Upon assessing my spending habits, my friend Len, a genteel Ivy League-educated butch dyke and former paramour, drills into my head that I need to stop squandering money on stereotypical stripper things and save some. Cars and travel are not investments. Dare to be radically solvent, she encourages. Don't end up broke like so many other dancers who cope with the stresses of stripping by shopping. "Think of it this way," she offers. "How many dancers do you know who have a closet full of Chanel bags and no savings account!" Plenty. And how many of them suddenly find themselves off the schedule at the O'Farrell with no warning?

Her point is not lost on me. I know there are dancers who are very serious about financial security. Some own several houses. Others invest in the stock market. Still others have a couple hundred grand buried in their backyard.

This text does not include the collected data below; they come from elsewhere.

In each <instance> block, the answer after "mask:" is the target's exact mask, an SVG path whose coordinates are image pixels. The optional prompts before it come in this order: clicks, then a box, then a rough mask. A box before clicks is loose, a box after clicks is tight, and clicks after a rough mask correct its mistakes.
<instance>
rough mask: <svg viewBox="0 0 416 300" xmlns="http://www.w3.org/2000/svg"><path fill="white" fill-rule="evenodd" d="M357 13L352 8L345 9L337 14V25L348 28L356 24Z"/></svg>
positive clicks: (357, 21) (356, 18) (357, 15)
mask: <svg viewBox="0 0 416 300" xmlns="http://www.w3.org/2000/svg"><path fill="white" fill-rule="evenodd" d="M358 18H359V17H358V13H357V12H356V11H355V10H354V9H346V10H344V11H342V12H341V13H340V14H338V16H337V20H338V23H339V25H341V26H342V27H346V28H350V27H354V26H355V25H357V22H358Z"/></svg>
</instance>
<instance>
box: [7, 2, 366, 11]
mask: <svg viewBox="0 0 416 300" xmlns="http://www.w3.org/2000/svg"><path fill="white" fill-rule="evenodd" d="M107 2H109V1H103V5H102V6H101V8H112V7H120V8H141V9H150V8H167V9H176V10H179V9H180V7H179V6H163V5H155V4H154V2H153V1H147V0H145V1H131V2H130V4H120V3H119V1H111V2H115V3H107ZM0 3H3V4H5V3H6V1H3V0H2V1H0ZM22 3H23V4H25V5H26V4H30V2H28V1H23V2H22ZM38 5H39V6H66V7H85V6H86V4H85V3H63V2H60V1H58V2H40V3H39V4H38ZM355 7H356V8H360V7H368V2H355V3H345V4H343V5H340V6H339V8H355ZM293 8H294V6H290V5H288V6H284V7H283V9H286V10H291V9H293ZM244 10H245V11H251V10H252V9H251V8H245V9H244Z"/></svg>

I knuckle down. Goodbye, piercings. Hello, gym membership. I color my hair Hollywood blonde and become the apotheosis of the yuppie stripper, hitting the Stairmaster each morning, then driving to the theater, where I work as hard as I can. To boost my profit margin, I cut back on dancing in New York Live in favor of working The Rooms. I am determined to save money. Eventually, I have enough put away to support myself for a year. Because I never know what might happen.

You can make a lot of money at Mitchell Brothers if you apply yourself—a thousand dollars a shift is not uncommon, though my average is considerably less. But that money comes at substantial cost. The club harbors a savage atmosphere of paranoia because you can be let go at any time, for any reason—being overweight, underweight, too old, frequent tardiness, and the absurdly cruel "overexposure." You have to keep on top of everything, especially your looks. We all feel the pressure. One night, I stand at the mirror in the bathroom between two women laboring over their makeup and one says to the other, "God, I can't wait to get married, have children, get fat, and just let myself go."

The management is capricious and tends to play favorites. Some girls stay forever because they're nasty in the audience and the guys love them. Other girls get fired for breaking a minor rule. There are girls who get sacked for rebuffing the advances of one of the owner's friends who gets fresh, while another suffers no repercussions for punching a rude customer right in the face and bloodying his nose. Now and then, they get rid of ten to twenty women at once, flushing out the ranks to make room for new faces. More than any other club I've seen, the O'Farrell Theater seems permanently cast with a pall of panic and doom. The sword of Damocles is forever overhead.